Machine learning is employed in an increasingly wide range of applications. Using ML entails developing end-to-end pipelines to collect data, clean it, and run learning and inference algorithms in a scalable manner. This results in computationally intense workloads and complex software pipelines. Systems for ML help users organize their data and scale these computationally intense problems to larger and larger datasets. At the same time, ML is having an increasing impact on systems design. Fine-tuned analytical heuristics and cost models are being replaced by learned models, following trends observed in other fields. This seminar will review cutting-edge research on these topics and allow students to work on a hands-on project. This course will primarily involve reading, presenting, and discussing papers (1 credit), and a final project building an end-to-end machine learning pipeline (3 credits).

Class meetings: Wednesday 11:15 AM-1:15 PM, CS 142


1 credit: Students will attend the class and read the research papers discussed in the class. They will have to prepare a presentation on one of the papers. They will also prepare a final presentation on a topic agreed with the instructor. This will be individual work.

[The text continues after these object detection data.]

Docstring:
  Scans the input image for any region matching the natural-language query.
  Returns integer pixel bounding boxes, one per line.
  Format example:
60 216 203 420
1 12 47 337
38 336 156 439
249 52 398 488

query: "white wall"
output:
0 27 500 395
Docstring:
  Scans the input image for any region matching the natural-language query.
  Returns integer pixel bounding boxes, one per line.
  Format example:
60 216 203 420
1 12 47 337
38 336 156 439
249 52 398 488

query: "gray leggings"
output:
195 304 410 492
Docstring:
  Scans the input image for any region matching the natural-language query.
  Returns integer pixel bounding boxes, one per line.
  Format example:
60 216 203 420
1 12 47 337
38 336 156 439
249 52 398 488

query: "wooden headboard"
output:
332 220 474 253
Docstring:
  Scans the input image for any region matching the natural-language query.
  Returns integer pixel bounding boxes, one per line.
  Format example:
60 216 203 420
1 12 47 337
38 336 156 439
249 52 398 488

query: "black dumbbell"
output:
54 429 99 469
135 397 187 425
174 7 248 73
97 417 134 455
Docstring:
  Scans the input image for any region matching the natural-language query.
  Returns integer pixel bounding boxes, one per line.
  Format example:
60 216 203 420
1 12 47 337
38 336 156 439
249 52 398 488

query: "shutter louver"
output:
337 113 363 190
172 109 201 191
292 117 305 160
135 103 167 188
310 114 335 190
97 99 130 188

3 credits Same work as for 1 credit but excluding the final essay. Students (in groups of 2) will also have to pick either (1) a systems problem that can benefit from the use of ML algorithms, or (2) a use case ML application that requires systems support for data collection, data cleaning, machine learning, inference, or a pipeline composing these steps. The choice will be agreed upon with the instructor.

Students will then prepare a “problem statement” report where they describe the application and identify challenges in terms of scalability, reducing running time, and/or usability. Students will also propose a solution, its target goals, and intermediate milestones. The claims need to be validated experimentally. The report will be presented in class.

Students will then implement the solution and finally write a report describing it. The final report will validate the system design through performance measurements and/or user studies. There will be a final presentation for all projects.